The American Civil Liberties Union of Washington today hailed the passage of Initiative 75, a ballot measure making enforcement of marijuana laws relating to adult personal use the lowest enforcement priority for the Seattle Police Department and City Attorney. With almost all votes cast on yesterday’s election day and a substantial portion of absentee ballots counted, Seattle voters are approving I-75 by a resounding 59-41 percent margin.
I-75 was sponsored by the Sensible Seattle Coalition, a group of local grassroots advocates of drug policy reform. Supporters included the League of Women Voters of Washington, the King County Bar Association, and the ACLU of Washington, which contributed extensive resources to the campaign.
“The initiative’s victory is part of a growing movement across the country to create a more reasonable policy for dealing with drugs.
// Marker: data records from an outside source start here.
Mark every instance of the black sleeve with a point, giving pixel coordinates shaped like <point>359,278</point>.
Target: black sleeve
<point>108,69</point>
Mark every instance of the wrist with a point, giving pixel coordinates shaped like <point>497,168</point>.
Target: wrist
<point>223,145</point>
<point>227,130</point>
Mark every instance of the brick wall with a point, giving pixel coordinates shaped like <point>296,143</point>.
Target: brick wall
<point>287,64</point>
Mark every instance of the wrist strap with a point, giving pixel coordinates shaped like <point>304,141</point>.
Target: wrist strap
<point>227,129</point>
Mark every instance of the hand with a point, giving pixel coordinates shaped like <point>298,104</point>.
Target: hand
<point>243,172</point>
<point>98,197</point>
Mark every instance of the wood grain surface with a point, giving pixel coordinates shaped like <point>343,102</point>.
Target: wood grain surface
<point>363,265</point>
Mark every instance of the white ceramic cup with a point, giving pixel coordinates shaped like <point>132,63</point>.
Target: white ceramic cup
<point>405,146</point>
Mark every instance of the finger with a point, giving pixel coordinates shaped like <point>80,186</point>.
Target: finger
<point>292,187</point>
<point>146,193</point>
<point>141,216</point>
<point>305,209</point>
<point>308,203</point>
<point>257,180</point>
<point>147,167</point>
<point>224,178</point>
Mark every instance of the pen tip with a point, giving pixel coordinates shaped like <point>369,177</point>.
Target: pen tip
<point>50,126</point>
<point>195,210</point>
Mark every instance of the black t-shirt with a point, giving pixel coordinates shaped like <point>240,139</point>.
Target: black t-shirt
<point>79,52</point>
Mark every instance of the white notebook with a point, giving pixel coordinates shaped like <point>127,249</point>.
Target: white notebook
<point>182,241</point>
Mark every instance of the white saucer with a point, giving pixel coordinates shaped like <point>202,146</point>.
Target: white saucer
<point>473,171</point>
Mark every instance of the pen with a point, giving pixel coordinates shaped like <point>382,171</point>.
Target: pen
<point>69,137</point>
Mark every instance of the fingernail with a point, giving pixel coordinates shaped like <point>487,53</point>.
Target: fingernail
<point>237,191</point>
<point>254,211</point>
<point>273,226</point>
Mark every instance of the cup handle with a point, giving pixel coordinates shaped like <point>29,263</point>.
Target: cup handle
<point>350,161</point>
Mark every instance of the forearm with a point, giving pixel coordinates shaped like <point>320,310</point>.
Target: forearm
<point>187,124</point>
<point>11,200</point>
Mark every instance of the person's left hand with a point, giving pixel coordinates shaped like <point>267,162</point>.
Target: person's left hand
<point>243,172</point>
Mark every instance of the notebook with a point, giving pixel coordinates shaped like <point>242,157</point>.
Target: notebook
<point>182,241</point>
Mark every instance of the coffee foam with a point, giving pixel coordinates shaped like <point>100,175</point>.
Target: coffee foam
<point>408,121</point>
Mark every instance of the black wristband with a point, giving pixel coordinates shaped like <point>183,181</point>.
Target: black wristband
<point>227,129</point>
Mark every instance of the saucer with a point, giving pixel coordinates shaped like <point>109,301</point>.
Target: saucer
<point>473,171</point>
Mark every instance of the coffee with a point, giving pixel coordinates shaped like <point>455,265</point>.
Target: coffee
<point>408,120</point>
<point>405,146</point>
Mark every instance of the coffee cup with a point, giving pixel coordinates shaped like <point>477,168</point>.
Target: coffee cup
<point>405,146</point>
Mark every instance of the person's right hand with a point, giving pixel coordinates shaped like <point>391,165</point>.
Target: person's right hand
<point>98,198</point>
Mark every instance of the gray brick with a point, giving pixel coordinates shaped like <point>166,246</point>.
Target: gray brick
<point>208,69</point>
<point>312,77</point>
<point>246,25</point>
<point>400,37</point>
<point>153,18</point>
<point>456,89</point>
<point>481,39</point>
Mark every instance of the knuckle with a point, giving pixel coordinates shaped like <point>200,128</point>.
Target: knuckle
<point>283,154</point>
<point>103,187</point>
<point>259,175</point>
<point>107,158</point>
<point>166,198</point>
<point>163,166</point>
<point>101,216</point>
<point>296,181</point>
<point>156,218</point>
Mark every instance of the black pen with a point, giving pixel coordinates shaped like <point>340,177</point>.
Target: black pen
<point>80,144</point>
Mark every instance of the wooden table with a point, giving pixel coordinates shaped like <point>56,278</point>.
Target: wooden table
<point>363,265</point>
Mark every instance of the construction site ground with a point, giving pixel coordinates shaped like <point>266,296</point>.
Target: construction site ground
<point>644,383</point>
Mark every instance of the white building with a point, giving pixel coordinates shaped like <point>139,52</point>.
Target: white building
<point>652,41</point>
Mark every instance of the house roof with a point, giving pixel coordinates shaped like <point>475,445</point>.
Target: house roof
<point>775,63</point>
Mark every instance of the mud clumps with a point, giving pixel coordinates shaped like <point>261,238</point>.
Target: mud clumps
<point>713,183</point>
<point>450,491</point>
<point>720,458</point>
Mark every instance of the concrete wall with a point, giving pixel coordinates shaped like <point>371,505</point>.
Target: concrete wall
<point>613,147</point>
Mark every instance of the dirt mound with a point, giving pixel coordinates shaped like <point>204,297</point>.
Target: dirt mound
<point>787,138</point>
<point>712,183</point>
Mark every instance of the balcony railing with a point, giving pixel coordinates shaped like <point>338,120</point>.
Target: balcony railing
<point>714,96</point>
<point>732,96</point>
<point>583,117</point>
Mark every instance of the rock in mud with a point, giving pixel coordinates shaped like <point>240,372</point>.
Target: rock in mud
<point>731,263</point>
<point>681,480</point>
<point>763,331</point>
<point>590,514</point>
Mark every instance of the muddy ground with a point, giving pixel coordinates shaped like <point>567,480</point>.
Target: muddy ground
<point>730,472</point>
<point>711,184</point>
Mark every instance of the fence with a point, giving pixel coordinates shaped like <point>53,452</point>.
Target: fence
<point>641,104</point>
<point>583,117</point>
Seattle voters recognized that the City should use its law enforcement resources to pursue serious crimes, not to send adults to jail simply for smoking marijuana,” said the ACLU-WA Executive Director Kathleen Taylor.
“Countries around the world are beginning to acknowledge that criminalizing people who use drugs is costly, inhumane, and damaging to society,” added ACLU-WA Drug Policy Reform Project Director Andy Ko, who helped draft the initiative.
Each year, nearly 90 percent of all marijuana arrests nationally are for possession only, not growing or sales. There are approximately 700,000 marijuana arrests each year in the United States. In Washington, as little as 40 grams (1.4 oz.) of marijuana can lead to a felony conviction and up to two years in state prison. Even with a lesser misdemeanor charge, Seattle residents can be incarcerated for up to 90 days and fined up to $1,000 – for possessing even the smallest amount of marijuana.
The Sensible Seattle measure will conserve increasingly scarce public resources. Maintaining each marijuana prisoner in state prisons costs about $24,000 annually. Even those charged with misdemeanors cost over $80 per day to hold in the King County Jail. That means a total of well over $7,000 to jail individuals serving the maximum sentence for a misdemeanor conviction. None of these figures take into account the costs of arrest, prosecutors, defense, the courts, or other public expenditures relating to marijuana law enforcement.
I-75 will also protect medical marijuana patients. Even under our state’s medical marijuana law, seriously ill patients who use marijuana to treat their illnesses are being investigated, arrested, and prosecuted. This is true even though the voters of Washington overwhelmingly passed Initiative I-692, intending to protect patients suffering from certain diseases such as AIDS, cancer, and multiple sclerosis.